Skip to content

Running Pipelines with Dask

ZooPipe includes a DaskEngine that allows you to scale your pipelines across a Dask cluster with zero configuration headaches.

Installation

To use the Dask engine, install ZooPipe with the dask extras:

uv add "zoopipe[dask]"

Quick Start

Using Dask is as simple as swapping the engine in your PipeManager or manually initializing DaskEngine.

from zoopipe import PipeManager
from zoopipe.engines.dask import DaskEngine

# Initialize the engine (connects to local cluster by default)
manager = PipeManager(engine=DaskEngine())

# Or connect to an existing cluster
# manager = PipeManager(engine=DaskEngine(address="tcp://scheduler-address:8786"))

# Run your pipe as usual
manager.start([my_pipe])
manager.wait()

Zero-Config Dependency Injection

One of the biggest pain points in distributed computing is managing dependencies on workers.
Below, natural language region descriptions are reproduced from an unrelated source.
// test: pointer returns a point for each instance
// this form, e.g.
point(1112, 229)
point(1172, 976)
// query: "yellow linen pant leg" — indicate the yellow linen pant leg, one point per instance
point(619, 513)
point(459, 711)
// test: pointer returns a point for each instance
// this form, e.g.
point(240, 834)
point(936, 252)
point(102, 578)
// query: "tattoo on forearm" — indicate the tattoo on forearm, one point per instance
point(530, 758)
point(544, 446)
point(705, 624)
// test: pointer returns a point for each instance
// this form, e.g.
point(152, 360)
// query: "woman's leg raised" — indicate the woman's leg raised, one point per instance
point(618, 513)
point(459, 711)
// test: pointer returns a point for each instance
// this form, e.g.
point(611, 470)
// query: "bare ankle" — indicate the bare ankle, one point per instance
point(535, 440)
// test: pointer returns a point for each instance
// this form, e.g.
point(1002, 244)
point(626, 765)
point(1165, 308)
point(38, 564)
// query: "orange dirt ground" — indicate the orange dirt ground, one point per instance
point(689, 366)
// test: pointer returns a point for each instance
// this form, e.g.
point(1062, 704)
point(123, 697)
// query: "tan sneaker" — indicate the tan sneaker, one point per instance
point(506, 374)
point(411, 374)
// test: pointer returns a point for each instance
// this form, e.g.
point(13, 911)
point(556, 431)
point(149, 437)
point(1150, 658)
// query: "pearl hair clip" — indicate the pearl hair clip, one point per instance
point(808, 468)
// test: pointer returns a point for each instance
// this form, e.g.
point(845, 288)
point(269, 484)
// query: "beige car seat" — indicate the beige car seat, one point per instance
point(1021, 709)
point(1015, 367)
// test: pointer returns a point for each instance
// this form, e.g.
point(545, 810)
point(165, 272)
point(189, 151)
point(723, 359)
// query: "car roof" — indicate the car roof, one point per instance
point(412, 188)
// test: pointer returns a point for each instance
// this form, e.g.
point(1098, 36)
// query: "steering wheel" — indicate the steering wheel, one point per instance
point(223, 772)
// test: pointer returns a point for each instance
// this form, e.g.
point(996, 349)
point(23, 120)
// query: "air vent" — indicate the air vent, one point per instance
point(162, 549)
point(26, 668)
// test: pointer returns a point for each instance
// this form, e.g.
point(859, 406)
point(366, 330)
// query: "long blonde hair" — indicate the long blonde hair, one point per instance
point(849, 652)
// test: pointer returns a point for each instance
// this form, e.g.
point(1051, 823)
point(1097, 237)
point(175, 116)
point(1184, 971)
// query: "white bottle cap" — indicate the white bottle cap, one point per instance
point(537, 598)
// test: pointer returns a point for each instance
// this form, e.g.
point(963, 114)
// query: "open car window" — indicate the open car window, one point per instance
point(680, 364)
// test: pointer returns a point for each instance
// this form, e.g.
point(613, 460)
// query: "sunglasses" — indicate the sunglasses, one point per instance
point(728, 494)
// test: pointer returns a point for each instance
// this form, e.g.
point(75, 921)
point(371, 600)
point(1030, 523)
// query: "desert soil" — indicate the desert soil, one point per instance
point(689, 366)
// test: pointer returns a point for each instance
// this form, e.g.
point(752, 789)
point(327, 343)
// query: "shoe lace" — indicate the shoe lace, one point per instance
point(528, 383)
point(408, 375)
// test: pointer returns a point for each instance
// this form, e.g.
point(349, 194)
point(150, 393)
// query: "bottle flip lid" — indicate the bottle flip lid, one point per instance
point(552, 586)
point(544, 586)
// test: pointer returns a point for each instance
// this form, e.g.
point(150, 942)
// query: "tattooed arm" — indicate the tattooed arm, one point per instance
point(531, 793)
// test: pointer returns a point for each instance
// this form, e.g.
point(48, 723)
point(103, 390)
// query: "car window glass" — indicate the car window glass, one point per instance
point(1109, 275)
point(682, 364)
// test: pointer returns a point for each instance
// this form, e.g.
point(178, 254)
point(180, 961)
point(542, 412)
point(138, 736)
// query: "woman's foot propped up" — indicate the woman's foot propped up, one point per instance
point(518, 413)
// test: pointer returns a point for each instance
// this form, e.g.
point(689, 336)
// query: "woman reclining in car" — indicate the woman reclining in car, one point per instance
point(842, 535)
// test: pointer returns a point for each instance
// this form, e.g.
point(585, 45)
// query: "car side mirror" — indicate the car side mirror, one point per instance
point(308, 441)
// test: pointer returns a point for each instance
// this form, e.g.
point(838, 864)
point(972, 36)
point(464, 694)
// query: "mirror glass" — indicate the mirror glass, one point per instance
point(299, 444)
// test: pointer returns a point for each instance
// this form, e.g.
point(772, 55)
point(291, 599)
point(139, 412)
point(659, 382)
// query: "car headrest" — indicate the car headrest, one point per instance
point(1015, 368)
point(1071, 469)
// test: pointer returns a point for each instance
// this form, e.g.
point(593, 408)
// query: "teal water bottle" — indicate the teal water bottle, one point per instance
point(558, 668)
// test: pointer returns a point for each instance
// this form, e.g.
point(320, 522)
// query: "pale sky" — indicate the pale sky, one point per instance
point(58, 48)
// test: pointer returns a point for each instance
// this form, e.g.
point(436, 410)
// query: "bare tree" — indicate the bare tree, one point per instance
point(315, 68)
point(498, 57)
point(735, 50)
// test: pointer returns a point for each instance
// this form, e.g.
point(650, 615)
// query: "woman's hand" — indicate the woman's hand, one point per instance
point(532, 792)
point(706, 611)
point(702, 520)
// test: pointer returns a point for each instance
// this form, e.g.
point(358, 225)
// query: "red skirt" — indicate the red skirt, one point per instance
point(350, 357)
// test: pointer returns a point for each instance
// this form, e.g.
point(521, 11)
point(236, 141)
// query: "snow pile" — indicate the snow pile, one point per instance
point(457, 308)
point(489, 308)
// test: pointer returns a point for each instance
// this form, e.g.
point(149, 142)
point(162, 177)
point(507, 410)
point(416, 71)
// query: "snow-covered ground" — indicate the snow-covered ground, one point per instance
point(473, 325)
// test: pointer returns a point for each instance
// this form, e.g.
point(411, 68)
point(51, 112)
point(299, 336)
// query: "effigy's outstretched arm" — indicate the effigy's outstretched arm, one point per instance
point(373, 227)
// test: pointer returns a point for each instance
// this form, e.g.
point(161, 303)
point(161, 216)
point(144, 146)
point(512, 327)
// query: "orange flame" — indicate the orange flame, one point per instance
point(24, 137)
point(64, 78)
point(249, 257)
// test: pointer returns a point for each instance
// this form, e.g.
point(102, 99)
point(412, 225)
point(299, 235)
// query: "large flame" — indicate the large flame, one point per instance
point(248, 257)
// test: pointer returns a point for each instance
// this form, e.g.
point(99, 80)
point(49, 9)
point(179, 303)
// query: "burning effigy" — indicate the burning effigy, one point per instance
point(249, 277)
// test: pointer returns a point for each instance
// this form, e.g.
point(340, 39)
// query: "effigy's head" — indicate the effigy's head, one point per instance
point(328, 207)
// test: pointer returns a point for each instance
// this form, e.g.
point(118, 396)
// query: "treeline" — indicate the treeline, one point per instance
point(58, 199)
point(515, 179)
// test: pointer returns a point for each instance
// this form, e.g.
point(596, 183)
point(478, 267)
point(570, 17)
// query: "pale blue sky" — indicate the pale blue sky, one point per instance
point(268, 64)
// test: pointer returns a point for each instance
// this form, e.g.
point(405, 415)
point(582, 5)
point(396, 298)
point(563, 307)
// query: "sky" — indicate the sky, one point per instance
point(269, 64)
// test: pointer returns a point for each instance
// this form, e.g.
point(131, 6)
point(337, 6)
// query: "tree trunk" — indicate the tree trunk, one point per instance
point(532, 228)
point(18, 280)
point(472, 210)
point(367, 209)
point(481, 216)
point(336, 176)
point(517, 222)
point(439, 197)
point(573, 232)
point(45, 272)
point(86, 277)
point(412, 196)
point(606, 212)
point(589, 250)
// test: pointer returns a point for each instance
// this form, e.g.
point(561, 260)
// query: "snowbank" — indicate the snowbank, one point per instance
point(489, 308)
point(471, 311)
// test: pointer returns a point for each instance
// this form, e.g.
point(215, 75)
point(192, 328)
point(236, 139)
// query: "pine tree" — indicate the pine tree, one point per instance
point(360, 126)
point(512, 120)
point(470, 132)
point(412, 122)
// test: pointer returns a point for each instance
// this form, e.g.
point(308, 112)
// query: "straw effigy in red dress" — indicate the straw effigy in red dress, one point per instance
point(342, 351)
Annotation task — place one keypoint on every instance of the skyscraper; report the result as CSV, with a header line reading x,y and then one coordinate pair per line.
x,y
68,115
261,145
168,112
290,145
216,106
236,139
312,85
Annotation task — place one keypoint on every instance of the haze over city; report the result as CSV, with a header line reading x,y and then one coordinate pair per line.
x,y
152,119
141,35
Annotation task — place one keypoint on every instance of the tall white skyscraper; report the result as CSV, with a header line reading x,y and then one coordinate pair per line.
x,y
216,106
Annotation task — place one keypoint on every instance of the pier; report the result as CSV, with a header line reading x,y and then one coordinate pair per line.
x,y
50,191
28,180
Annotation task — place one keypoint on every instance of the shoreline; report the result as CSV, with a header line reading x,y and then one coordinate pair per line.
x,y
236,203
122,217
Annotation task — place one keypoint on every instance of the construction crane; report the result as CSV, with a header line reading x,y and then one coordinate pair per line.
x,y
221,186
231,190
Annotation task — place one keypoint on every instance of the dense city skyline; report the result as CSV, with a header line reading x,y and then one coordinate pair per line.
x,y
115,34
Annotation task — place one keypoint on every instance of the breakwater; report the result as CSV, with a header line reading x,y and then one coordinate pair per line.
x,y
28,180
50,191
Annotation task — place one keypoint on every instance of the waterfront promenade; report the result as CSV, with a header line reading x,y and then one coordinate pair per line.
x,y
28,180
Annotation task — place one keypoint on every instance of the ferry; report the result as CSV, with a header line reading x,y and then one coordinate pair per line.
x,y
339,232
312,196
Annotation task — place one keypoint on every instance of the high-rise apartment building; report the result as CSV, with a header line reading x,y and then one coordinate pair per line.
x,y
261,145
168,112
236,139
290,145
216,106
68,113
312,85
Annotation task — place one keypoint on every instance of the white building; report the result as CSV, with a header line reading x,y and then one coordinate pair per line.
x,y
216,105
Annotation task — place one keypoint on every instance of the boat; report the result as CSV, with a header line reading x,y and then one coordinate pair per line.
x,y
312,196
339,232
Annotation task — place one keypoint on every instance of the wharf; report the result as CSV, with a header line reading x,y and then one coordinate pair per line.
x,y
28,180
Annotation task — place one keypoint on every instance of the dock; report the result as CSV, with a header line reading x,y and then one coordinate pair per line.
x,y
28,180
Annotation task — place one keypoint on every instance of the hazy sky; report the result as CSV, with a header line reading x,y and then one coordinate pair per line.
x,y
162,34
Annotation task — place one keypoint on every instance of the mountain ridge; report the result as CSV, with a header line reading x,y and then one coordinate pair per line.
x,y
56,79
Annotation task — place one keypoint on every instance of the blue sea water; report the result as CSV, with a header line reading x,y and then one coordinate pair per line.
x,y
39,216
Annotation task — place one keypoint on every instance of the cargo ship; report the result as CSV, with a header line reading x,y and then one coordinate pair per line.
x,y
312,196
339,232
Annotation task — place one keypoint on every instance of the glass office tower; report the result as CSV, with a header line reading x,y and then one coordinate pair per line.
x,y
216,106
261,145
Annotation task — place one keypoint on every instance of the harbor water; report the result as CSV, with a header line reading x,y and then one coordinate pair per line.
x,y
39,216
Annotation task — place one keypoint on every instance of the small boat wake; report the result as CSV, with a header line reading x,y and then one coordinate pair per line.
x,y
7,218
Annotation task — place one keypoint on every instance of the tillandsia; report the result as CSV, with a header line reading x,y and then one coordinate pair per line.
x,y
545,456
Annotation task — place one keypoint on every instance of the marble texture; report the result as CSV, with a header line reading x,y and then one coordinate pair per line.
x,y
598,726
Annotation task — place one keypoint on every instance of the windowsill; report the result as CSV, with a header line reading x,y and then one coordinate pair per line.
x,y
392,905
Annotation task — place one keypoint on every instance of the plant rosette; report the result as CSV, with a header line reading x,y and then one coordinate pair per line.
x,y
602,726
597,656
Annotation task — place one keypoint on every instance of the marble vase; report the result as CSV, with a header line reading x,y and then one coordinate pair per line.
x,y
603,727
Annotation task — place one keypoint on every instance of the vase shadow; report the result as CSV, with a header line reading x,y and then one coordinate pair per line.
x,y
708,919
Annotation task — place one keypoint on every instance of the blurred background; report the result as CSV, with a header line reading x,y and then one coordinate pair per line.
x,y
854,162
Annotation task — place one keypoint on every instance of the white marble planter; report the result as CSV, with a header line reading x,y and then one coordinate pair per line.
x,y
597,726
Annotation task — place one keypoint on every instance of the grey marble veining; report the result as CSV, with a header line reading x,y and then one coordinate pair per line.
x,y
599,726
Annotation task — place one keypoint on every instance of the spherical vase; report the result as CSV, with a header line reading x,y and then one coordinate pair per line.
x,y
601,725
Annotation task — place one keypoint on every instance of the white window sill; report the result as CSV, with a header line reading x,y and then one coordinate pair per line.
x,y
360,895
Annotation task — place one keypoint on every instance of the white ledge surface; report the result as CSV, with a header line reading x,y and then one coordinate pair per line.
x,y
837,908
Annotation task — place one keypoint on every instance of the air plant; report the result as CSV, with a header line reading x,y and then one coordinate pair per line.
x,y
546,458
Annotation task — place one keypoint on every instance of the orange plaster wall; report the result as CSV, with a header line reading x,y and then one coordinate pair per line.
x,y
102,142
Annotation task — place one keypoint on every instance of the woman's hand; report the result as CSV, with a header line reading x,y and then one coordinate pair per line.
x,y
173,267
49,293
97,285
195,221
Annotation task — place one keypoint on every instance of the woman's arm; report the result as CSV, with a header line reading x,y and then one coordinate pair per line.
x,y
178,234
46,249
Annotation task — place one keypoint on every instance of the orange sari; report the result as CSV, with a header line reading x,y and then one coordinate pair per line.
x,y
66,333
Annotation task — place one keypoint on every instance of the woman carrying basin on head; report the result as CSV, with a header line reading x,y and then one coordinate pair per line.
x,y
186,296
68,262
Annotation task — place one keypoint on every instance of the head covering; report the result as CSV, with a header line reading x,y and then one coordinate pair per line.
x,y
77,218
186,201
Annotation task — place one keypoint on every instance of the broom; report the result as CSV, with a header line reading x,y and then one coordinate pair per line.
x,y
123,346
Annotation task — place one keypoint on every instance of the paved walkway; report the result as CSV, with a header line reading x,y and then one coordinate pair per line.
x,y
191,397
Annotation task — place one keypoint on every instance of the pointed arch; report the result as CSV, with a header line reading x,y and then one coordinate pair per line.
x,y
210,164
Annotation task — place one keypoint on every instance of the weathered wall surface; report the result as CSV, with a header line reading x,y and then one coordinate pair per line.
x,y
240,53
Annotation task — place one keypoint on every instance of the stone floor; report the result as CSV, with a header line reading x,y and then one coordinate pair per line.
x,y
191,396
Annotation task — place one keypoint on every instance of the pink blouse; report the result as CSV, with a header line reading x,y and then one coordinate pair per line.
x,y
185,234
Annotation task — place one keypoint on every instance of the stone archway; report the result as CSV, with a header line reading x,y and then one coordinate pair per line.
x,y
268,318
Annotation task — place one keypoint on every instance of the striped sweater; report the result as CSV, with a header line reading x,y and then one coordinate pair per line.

ZooPipe's DaskEngine solves this automatically:

  1. Agnostic Installation: The engine intelligently detects your environment manager (pip, uv, or poetry).
  2. Auto-Sync: When running in development mode (e.g. from a repo), it automatically syncs your dependencies defined in pyproject.toml to all workers.
  3. No Boilerplate: You don't need to build Docker images or manually provision workers for simple tasks.

Supported Strategies

  • Pip: Standard behavior.
  • Uv: If uv is found, uv pip install is used for faster setup.
  • Poetry: If running in a poetry env, poetry run pip install is used.
  • Manual: If no package manager is found, we assume the environment is already provisioned (e.g. via Docker) and skip installation.

Parallelizing Pipes

Just like with Ray, you can parallelize a single large file input across multiple Dask workers:

results = manager.parallelize_pipe(
    pipe=my_big_pipe,
    parallelism=4,  # Split into 4 chunks
    engine=DaskEngine()
)

This will: 1. Split the input file into 4 chunks. 2. Spin up 4 Dask Actors. 3. Process them in parallel. 4. Merge the results automatically.